De minister van Sociale Zaken en Werkgelegenheid heeft de Tweede Kamer bij brief van 24 oktober 2011 (Kamerstukken II, 32 798, nr. 11) nader geïnformeerd over de verschillende vermogenstoetsen. Dit was naar aanleiding van vragen bij de invoering van de vermogenstoets in het kindgebonden budget, bij de behandeling van het wetsvoorstel tot wijziging van de Wet op het kindgebonden budget in de Tweede Kamer op 27 september 2011. De vragen van de Tweede Kamer op 27 september 2011 betroffen onder andere de samenhang tussen de vermogenstoetsen zorgtoeslag en het kindgebondenbudget. In de brief van de minister van Sociale Zaken en Werkgelegenheid is een overzicht gegeven van de vermogenstoetsen in de voornaamste regelingen en is uitgelegd hoe tot de specifieke vormgeving van de verschillende vermogenstoetsen is gekomen.

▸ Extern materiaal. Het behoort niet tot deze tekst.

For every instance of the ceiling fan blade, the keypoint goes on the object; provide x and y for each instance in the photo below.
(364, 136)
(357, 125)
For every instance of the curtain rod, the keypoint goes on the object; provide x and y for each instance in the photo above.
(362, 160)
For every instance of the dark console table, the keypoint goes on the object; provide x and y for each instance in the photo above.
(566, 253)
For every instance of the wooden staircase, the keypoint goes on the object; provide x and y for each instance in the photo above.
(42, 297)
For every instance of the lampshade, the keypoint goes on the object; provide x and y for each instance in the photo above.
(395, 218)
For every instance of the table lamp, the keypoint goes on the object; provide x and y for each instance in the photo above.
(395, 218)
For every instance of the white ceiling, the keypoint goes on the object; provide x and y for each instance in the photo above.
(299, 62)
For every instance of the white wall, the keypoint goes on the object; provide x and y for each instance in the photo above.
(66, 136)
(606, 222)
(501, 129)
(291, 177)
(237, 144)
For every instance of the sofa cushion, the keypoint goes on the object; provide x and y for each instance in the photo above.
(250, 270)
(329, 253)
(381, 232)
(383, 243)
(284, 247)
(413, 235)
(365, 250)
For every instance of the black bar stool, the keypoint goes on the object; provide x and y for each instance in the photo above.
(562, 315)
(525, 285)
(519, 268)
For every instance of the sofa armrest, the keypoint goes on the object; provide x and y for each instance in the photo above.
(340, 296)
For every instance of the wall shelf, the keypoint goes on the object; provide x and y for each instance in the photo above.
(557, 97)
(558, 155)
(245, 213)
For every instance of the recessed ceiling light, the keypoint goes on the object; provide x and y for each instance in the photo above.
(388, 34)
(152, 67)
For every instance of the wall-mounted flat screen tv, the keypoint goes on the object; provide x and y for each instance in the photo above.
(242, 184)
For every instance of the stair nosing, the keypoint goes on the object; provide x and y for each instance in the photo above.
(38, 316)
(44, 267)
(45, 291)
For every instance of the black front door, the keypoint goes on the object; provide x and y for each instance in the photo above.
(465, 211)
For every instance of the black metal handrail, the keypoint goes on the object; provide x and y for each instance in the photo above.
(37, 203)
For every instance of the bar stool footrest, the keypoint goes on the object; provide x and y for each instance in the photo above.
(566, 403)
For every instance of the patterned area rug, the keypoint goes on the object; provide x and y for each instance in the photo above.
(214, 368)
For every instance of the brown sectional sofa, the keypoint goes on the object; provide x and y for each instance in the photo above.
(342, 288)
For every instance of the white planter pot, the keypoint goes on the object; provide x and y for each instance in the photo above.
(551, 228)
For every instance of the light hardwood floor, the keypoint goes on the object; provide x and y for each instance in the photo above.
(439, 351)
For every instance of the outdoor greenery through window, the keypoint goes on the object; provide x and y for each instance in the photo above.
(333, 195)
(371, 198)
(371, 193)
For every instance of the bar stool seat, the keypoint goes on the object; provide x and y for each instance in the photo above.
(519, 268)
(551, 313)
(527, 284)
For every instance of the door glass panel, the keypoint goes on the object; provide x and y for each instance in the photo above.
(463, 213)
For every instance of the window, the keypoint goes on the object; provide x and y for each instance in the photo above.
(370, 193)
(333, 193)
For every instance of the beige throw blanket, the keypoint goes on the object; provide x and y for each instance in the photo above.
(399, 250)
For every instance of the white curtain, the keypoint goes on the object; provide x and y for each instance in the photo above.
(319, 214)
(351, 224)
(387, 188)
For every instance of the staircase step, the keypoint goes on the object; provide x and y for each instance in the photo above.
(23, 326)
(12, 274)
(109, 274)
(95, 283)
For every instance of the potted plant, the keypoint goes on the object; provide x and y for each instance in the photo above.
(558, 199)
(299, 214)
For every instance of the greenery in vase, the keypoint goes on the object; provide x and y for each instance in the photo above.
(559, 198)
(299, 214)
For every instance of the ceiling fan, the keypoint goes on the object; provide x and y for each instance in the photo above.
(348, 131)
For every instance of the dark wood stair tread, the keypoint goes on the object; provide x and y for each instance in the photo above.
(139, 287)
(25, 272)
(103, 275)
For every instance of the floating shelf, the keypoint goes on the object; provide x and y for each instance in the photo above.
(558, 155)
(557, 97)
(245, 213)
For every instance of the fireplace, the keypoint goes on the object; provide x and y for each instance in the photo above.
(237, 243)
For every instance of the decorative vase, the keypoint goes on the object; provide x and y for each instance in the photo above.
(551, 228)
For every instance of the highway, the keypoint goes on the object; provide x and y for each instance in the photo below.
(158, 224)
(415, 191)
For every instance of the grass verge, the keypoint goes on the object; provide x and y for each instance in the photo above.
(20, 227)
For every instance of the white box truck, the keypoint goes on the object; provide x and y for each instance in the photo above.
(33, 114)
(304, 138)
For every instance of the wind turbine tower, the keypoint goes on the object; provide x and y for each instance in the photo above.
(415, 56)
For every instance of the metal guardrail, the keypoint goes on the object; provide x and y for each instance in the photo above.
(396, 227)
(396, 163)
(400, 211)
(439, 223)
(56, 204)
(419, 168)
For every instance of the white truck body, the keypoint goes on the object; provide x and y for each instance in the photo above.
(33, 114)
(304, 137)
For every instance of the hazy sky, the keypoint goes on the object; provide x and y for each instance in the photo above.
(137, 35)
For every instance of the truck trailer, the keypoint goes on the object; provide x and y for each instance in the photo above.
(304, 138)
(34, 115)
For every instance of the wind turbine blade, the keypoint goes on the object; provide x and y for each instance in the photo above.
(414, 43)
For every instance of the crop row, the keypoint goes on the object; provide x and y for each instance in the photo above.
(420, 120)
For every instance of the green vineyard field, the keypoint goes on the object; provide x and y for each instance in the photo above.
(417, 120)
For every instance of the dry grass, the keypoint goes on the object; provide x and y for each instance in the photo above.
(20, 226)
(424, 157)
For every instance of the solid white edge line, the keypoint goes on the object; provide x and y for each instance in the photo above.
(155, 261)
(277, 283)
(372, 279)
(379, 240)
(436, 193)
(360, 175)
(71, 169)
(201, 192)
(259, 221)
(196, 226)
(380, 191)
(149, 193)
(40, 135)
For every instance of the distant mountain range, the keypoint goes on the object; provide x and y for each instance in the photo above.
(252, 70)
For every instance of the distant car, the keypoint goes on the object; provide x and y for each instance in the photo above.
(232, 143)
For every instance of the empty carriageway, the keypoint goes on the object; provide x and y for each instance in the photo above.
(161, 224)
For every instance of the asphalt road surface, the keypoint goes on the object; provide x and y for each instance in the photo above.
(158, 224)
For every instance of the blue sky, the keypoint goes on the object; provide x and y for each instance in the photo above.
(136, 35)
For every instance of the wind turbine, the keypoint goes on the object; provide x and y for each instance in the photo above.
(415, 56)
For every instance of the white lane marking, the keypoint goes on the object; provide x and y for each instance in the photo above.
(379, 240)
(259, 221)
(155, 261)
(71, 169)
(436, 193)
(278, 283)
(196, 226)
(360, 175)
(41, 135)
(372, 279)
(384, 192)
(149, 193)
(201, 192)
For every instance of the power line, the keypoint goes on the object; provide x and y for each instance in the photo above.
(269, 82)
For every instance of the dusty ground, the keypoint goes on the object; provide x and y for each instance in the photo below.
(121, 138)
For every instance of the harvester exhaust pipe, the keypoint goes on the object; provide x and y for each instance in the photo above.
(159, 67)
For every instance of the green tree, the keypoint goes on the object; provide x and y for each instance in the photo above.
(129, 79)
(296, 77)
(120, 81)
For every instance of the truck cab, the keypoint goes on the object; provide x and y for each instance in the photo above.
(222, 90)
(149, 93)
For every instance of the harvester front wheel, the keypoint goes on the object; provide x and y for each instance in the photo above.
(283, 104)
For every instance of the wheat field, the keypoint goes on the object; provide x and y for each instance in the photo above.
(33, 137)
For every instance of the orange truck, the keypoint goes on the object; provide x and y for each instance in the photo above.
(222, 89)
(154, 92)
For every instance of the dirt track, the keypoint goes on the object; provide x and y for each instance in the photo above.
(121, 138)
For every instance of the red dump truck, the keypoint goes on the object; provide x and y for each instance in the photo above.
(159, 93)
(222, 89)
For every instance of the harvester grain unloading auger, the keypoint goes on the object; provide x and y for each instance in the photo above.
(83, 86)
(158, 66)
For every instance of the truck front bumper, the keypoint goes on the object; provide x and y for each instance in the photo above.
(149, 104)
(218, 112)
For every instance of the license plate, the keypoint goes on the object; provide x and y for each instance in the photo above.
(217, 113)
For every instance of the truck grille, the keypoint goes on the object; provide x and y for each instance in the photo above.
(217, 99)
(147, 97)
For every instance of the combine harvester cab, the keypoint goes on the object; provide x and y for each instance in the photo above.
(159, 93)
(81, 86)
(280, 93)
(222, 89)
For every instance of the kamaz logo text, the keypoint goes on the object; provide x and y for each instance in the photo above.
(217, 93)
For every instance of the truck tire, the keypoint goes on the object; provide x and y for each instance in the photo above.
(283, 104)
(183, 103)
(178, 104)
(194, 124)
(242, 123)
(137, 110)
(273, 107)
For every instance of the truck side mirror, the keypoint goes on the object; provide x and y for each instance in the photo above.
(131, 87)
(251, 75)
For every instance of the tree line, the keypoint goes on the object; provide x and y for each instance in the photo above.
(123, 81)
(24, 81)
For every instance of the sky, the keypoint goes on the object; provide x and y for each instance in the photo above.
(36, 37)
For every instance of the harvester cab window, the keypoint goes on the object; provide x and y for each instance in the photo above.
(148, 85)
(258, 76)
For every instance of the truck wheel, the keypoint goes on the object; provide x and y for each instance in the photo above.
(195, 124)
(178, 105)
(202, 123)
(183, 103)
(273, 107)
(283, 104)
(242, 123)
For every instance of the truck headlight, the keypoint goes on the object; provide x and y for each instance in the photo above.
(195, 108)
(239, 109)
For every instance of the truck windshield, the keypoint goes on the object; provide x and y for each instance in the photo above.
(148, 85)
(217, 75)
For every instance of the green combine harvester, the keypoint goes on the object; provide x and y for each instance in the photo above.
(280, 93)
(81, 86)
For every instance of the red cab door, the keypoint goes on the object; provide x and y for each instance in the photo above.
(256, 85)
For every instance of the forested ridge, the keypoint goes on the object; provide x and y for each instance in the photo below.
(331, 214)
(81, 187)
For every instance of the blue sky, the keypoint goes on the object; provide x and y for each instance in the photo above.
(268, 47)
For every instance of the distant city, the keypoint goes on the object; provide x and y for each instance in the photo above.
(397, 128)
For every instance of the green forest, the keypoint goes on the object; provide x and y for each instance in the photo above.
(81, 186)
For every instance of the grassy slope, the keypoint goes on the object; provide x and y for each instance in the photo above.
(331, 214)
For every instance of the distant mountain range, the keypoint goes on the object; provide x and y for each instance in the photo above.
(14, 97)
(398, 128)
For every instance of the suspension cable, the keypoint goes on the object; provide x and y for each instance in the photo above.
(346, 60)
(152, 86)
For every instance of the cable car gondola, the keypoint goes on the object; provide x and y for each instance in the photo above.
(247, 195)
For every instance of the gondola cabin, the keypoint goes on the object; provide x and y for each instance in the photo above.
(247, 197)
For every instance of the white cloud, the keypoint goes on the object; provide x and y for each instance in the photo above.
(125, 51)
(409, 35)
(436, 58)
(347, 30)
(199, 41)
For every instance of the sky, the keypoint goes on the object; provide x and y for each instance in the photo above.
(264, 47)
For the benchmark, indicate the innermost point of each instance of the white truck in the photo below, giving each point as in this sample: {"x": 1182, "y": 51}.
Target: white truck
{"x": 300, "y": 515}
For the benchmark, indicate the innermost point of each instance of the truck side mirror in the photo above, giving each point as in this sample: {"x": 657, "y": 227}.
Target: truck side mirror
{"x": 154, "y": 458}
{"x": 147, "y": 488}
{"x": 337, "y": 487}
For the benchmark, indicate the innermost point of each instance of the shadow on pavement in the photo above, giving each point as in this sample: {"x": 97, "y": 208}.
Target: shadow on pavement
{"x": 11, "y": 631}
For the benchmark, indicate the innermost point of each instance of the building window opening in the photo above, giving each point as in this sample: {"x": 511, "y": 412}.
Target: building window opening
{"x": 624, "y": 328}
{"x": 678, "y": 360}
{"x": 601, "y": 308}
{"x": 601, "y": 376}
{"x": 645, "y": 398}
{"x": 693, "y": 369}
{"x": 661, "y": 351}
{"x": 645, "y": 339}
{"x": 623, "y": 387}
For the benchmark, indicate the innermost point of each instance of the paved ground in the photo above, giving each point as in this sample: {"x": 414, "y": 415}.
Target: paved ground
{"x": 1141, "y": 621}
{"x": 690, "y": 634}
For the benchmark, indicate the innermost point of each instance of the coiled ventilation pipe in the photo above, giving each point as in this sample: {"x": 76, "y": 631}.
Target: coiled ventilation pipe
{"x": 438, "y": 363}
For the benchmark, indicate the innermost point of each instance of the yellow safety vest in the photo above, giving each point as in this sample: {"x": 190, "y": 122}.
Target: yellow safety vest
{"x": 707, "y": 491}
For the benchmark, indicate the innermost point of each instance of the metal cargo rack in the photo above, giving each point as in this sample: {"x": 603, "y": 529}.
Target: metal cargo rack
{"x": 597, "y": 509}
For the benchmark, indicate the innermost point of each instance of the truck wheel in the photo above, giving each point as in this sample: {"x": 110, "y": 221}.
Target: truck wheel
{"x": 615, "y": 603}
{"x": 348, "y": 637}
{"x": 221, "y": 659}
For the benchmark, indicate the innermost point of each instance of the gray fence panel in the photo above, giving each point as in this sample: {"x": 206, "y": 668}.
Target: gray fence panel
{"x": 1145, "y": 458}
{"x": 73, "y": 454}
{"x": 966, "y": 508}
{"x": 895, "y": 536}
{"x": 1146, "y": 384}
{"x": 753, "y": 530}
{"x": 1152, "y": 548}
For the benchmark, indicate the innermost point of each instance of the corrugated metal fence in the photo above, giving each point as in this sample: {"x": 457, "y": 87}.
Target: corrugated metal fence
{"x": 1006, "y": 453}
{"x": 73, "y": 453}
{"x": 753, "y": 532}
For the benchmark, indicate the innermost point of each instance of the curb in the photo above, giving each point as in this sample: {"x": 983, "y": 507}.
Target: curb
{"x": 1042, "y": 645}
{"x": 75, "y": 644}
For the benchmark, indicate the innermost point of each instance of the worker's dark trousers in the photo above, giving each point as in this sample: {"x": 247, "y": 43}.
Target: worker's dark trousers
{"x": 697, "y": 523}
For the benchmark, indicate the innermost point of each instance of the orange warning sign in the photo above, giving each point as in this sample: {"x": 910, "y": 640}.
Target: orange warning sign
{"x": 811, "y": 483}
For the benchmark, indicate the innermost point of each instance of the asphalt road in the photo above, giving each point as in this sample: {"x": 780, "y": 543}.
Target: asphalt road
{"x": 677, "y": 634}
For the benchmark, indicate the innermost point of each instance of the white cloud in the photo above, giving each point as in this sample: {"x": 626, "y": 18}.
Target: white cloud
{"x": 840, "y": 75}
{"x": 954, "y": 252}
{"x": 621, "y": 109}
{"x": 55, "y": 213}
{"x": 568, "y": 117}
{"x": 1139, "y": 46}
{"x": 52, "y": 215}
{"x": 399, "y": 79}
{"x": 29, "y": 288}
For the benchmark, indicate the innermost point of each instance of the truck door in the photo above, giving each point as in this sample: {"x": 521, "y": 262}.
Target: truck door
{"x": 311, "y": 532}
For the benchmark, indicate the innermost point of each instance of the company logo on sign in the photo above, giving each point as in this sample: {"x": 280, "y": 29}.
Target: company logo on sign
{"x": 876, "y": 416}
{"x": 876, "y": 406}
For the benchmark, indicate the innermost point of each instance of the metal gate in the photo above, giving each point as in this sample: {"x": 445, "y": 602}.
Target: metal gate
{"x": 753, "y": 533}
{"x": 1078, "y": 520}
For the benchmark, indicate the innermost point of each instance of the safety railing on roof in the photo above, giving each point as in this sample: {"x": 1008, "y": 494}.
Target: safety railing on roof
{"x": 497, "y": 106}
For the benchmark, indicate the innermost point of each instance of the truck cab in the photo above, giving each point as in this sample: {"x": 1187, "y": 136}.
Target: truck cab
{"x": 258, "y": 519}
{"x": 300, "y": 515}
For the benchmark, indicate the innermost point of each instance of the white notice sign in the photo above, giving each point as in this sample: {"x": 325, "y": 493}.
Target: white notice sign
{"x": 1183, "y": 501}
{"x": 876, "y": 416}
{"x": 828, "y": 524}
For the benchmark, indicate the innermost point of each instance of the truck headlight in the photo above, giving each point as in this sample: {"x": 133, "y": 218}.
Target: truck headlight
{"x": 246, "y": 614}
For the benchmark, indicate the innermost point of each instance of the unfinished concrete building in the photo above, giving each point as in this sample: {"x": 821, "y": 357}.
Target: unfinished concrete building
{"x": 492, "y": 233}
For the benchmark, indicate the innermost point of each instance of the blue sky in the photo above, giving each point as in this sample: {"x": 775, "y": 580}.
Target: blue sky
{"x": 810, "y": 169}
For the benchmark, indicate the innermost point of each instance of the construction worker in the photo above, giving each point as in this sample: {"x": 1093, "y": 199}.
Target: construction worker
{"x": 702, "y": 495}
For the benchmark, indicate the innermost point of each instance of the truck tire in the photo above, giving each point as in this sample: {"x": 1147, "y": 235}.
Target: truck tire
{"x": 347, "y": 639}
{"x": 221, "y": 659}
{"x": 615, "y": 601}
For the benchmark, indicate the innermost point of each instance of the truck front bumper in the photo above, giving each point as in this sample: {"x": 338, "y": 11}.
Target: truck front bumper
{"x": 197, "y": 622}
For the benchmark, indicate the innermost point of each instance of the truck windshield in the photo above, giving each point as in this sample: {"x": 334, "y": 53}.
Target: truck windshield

De Belastingdienst/Toeslagen zal bij de invoering van de vermogenstoets in 2013 eenmalig rekening houden met de vermogensgegevens van huishoudens met een zorgtoeslag- en of kindgebondenbudget die eind 2012 bekend zijn (dit zal doorgaans het vermogen zijn waarmee voor de aanslag inkomstenbelasting over 2011 rekening is gehouden). Aan huishoudens die in 2012 een zorgtoeslag kregen en volgens de eind 2012 bekende vermogensgegevens in 2013 vermoedelijk een vermogen zullen hebben dat hoger ligt dan de vermogensgrens, zal geen automatisch voorschot worden verleend. Deze huishoudens worden daarvan met een brief op de hoogte gesteld. Indien het vermogen van de desbetreffende huishoudens inmiddels beneden de vermogensgrens is gedaald, kan alsnog een aanvraag voor een zorgtoeslag over 2013 worden ingediend.

Verzekerden die in 2012 nog geen zorgtoeslag kregen, maar wel overwegen deze over 2013 aan te vragen, zullen aan de hand van het – ook op de website van de Belastingdienst/Toeslagen – beschikbare voorlichtingsmateriaal over de vermogenstoets, zelf moeten besluiten of een aanvraag verstandig is.

De minister van Volksgezondheid, Welzijn en Sport, E. I. Schippers


X Noot
1

Ter inzage gelegd op de afdeling Inhoudelijke ondersteuning onder griffie nr. 150191.